24 février: un grand OUI pour nos PME!

5h. L’heure de traire. Je passe devant la ferme d’un collègue, un jeune agriculteur passionné, qui se bat pour continuer, chaque jour. L’avenir? Il y pense bien sûr. Il s’inquiète, souvent.  Devra-t-il un jour mettre son exploitation en fermage, au prix de lourdes sanctions fiscales? Aura-t-il un successeur? Il sait que l’agriculture manque dans certaines régions de jeunesse, de relève, plus découragée pourtant par les contraintes financières que par les journées de 15 h.

7h15, j’arrive à la laiterie. Une petite entreprise familiale qui emploie de jeunes mamans du village; le patron aime créer, innover (il planche sur une nouvelle spécialité d’ailleurs!). Il sait que là est la clé de la survie, mais les fonds propres manquent parfois pour suivre le mouvement…

7h30. Un petit crochet par la boulangerie avant de poursuivre ma journée?! En poussant la porte, on est aussitôt assailli par un parfum de pommes, de tresse, de farine, comme autant de souvenirs de la cuisine de grand-maman. Une bouffée de pur artisanat, de terroir, de tradition, de culture aussi. Une bribe de bonheur qui tient bon au village. Le boulanger est pourtant âgé, la retraite s’approche pour lui. Pas de repreneur en vue, un commerce de plus qui fermerait dans ma région, encore un pan d’histoire qui s’écroulerait.

7h45. Le kiosque. 11h30, l’épicerie. 15h50, la quincaillerie, parce qu’évidemment, juste avant la deuxième traite, le joint qui ne devait pas vient de me lâcher!! Et la fleuriste. Le garagiste. La pharmacienne. La coiffeuse. Le carreleur. Le menuisier…. Et, et, et…

Va-t-on laisser certaines régions s’asphyxier économiquement ou se vider de leur jeunesse?

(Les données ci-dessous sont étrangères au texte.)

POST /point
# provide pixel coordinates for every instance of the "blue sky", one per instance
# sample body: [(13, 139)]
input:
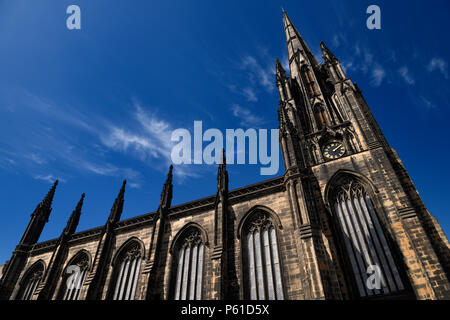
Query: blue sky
[(97, 105)]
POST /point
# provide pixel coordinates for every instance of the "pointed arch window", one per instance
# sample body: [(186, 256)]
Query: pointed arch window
[(261, 259), (74, 276), (31, 281), (188, 266), (321, 116), (126, 272), (311, 84), (369, 254)]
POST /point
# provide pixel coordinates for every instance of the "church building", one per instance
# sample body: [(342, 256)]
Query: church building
[(343, 222)]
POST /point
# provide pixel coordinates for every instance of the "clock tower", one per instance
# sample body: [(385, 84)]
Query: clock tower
[(361, 224)]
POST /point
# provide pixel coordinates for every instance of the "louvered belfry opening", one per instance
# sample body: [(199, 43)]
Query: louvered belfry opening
[(31, 281), (127, 270), (74, 276), (369, 254), (261, 259), (189, 266)]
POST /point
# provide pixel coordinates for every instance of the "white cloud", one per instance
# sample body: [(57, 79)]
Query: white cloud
[(404, 73), (249, 94), (263, 76), (48, 178), (438, 64), (247, 118), (148, 139)]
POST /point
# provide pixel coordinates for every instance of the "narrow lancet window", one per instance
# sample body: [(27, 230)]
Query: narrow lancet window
[(31, 281), (370, 257), (262, 269), (126, 273), (74, 276), (189, 267)]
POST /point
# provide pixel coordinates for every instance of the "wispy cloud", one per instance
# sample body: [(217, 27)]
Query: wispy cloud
[(404, 73), (48, 178), (148, 138), (377, 76), (440, 65), (62, 141), (249, 94), (258, 73), (247, 118)]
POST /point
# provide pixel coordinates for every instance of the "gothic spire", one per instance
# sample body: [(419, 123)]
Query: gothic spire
[(280, 73), (116, 210), (43, 209), (222, 175), (296, 44), (326, 53), (72, 223), (166, 194)]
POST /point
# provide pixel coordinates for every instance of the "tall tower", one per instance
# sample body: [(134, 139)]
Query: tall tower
[(363, 229), (39, 218)]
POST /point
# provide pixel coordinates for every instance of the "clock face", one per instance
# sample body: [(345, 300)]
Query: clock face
[(333, 150)]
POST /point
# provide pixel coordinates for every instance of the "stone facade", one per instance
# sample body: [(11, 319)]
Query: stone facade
[(319, 107)]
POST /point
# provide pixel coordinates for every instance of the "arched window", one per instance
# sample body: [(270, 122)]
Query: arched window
[(321, 116), (31, 281), (188, 265), (311, 84), (126, 271), (369, 254), (262, 263), (74, 276)]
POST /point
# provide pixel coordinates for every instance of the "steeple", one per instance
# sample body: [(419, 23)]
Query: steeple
[(166, 194), (280, 73), (18, 260), (222, 176), (39, 218), (116, 210), (55, 264), (43, 209), (327, 55), (295, 43), (72, 223)]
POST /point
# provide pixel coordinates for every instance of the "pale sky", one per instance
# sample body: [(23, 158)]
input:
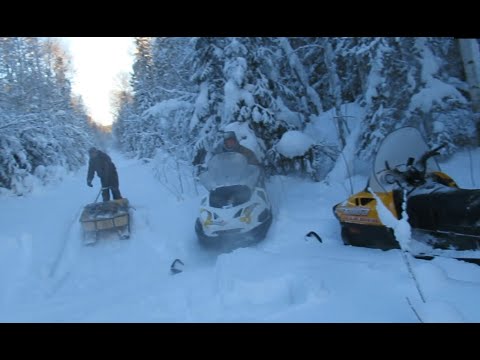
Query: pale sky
[(97, 61)]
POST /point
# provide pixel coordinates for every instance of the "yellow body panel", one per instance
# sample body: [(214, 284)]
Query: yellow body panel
[(361, 208)]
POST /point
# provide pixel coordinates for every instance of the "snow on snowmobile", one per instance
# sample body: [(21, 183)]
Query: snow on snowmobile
[(445, 219), (236, 212), (101, 218)]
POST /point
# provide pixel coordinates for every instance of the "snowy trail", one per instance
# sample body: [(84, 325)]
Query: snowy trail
[(46, 274)]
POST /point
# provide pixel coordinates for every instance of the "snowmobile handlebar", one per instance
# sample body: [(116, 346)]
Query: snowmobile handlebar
[(414, 173)]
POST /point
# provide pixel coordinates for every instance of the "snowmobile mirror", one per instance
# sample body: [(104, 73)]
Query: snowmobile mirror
[(389, 179)]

Les entreprises familiales sont-elles vouées à disparaître et avec elles, de précieuses places d’apprentissage et de travail? Les petites et moyennes entreprises sont-elles donc contraintes de s’endetter pour innover?? Avec la réforme de l’imposition des PME, nous avons enfin la possibilité d’offrir un nouvel élan à notre économie, de lui donner les moyens d’être plus compétitive, plus créative, tout en lui permettant de conserver les structures à caractère humain qui font sa force.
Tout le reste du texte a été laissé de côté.